LafColITS / moodle-local_ldap

Various synchronization scripts between Moodle and LDAP directories (see https://tracker.moodle.org/browse/MDL-25011 )
9 stars 7 forks source link

Synching a large group causes remaining groups to remove all users #8

Closed upats closed 3 years ago

upats commented 6 years ago

I've been trying to debug a weird issue we encounter often: cohorts would sometimes sync fine, then lose all enrollments after a different sync processed.

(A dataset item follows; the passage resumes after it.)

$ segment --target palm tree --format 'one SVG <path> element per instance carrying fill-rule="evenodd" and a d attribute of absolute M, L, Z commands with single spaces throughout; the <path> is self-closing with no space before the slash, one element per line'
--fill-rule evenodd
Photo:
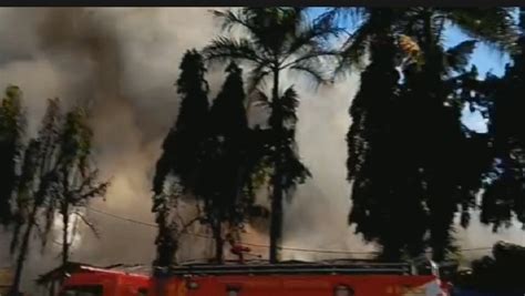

I finally started adding some debug messages to the code today to see if I could find what was happening.

What I've found is when the sync script attempts to add a large amount of users (I'm not exactly sure what the minimum amount is--I've successfully synchd groups with up to ~9000 users but 18,000 users will break--so it might be 10,000 which I think is some type of query limit for AD if I remember correctly) any remaining Cohorts will delete all users that are in them.

The script seems to break in

public function sync_cohorts_by_group()

at

line 630: $ldapmembers = $this->ldap_get_group_members($groupname);

which is where it builds an array of users that match between AD groups & Moodle Cohorts.

When the script finishes syncing (successfully) a super large group (i.e. greater than possibly 10k users), the above ldap_get_group_members function returns nothing which subsequently causes the following

// Remove local Moodle users not present in LDAP. foreach ($cohortmembers as $userid => $user) { if (!isset($ldapmembers[$userid])) { cohort_remove_member($cohortid, $userid); } }

to trigger, thereby removing all users who used to be in those cohorts.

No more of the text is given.